ChannelMax UploadMax DownloadSupported Formats
Telegram50 MB20 MBImages, audio, video, documents
Discord25 MB (free)25 MBImages, audio, video, documents
WhatsApp16 MB (media)16 MBJPEG, PNG, MP3, MP4, PDF
QQ20 MB20 MBImages, audio, documents
DingTalk20 MB20 MBImages, audio, documents
Lark25 MB25 MBImages, audio, video, documents
MatrixHomeserver dependentHomeserver dependentAll common formats
Email25 MB (typical)25 MBAll via MIME attachments
CLIFilesystem limitFilesystem limitAll formats

PRX applique the channel's limits before attempting to send a response. Si un generated image ou file exceeds the channel limit, it is compressed ou un download link is provided instead.

Transcoding Pipeline

When format conversion is needed, PRX utilise les elements suivants transcoding pipeline:

  1. Image transcoding -- gere par the image crate (pure Rust, no external dependencies)
  2. Audio transcoding -- gere par FFmpeg if installed, otherwise falls back to native decoders for common formats
  3. Video keyframe extraction -- necessite FFmpeg

FFmpeg Detection

PRX automatiquement detects FFmpeg au demarrage:

bash
prx doctor multimodal

Output:

Multimodal Support:
  Images: OK (native)
  Audio transcoding: OK (ffmpeg 6.1 detected)
  Video processing: OK (ffmpeg 6.1 detected)
  STT provider: OK (whisper-1 via OpenAI)

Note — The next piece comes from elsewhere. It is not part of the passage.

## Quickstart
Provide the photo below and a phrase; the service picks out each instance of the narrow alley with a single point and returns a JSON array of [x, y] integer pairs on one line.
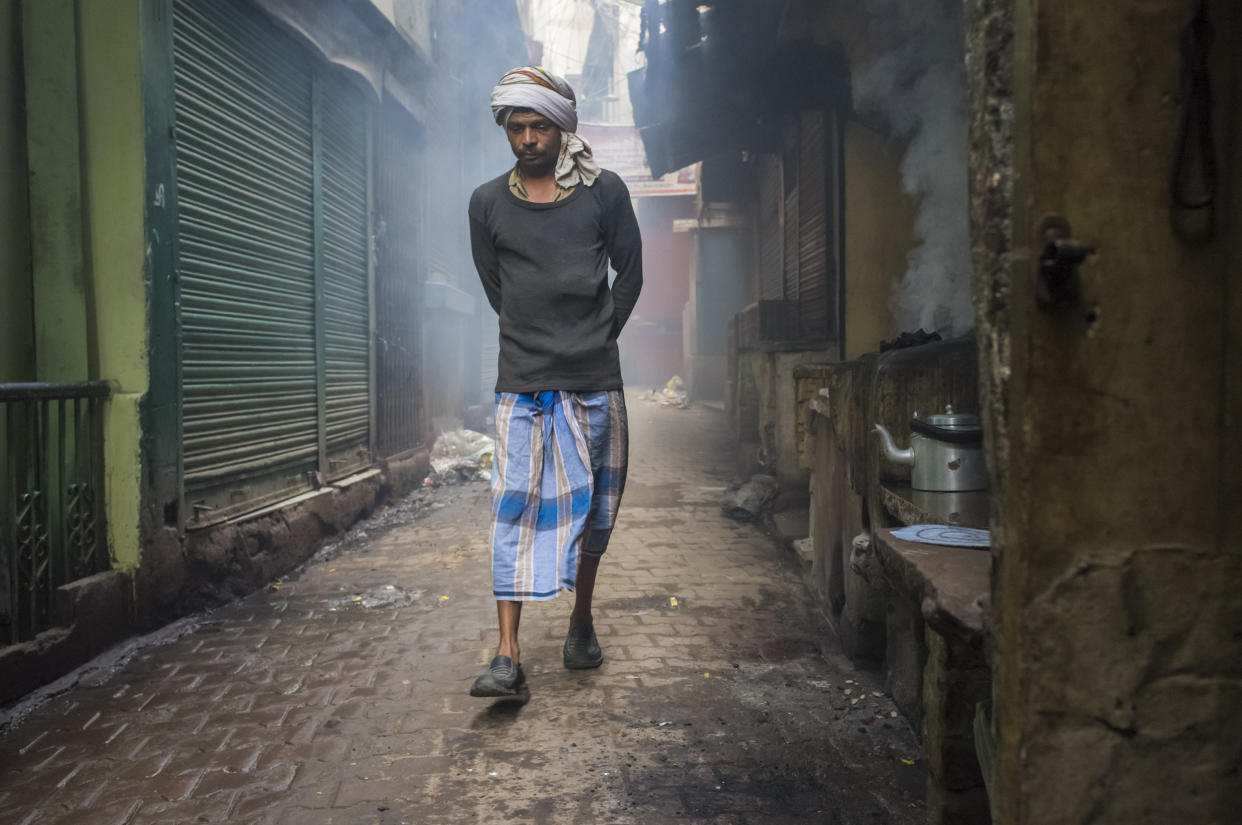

If FFmpeg is pas installed, audio transcoding et video processing are limited to nativement supported formats.

Limiteations

  • Video processing necessite FFmpeg to be installed on le systeme
  • Large media files may significantly increase LLM token usage (especially multiple keyframes)
  • Some fournisseurs charge additional fees for vision/multimodal API calls
  • Real-time audio streaming (live voice conversation) is not yet supported
  • Generated images from fournisseurs (DALL-E, Imagen) sont soumis a le fournisseur's content policy
  • SVG rasterization uses a basic renderer; complex SVGs ne peut pas render accurately

Voir aussi Pages

Released under the Apache-2.0 License.